Thanking all those who stood with South Africa, Zuma added, "The inauguration would not have been complete without the presence of India," Zuma said.
The ceremony, which took place here on Saturday, May 9, was attended by Indian Vice President Hamid Ansari and other world leaders.
"There was a pull aside with Vice President Hamid Ansari and the new President of South Africa," said Nalin Surie, MEA Secretary (West).
Ansari joined a host of other dignitaries in the ceremony at the top-of-the-hill Union Buildings, the seat of the South African Government.

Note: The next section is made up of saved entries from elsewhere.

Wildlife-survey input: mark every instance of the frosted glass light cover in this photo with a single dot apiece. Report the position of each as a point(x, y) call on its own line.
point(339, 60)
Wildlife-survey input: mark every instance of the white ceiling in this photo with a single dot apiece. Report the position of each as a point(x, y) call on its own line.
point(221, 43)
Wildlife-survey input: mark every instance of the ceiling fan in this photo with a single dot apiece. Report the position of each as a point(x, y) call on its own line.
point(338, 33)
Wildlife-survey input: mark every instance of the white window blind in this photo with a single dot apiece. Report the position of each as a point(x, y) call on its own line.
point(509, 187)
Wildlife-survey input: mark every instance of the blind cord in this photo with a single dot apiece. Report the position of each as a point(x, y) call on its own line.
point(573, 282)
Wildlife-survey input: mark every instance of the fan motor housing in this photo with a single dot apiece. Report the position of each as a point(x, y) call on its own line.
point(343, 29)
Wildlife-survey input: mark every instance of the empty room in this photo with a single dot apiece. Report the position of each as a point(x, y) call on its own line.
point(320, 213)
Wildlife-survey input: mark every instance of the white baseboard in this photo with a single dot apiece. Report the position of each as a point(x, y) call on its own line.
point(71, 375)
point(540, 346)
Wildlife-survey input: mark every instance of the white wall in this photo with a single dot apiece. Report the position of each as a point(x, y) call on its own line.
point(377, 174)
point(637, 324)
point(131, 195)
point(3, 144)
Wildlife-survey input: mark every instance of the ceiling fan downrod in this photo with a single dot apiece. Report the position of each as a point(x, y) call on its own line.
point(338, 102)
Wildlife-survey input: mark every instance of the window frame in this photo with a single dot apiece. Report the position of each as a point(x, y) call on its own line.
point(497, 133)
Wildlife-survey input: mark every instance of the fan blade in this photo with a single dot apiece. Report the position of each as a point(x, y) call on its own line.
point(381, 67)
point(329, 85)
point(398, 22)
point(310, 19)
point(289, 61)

Besides Ansari, 30 other world leaders, including Sri Lankan Prime Minister Ratnasiri Wickramanayaka, Britain's junior Foreign Minister Mark Malloch Brown and Zuma's three predecessors Nelson Mandela, Thabo Mbeki and Kgalema Motlanthe also attended the ceremony.
Zuma was sworn in as South Africa's President after a remarkable political comeback and quickly highlighted the challenges he faces as the continent's biggest economy heads towards recession.
The prospect of Zuma taking the oath of office before heads of state was unthinkable during turbulent times when he was nearly ruined by graft and rape charges, crises that might have buried many politicians.
Promising to help South Africans realise their dreams, Zuma, 67, took a sober view of the country's economy, which may already be in its first recession in 17 years.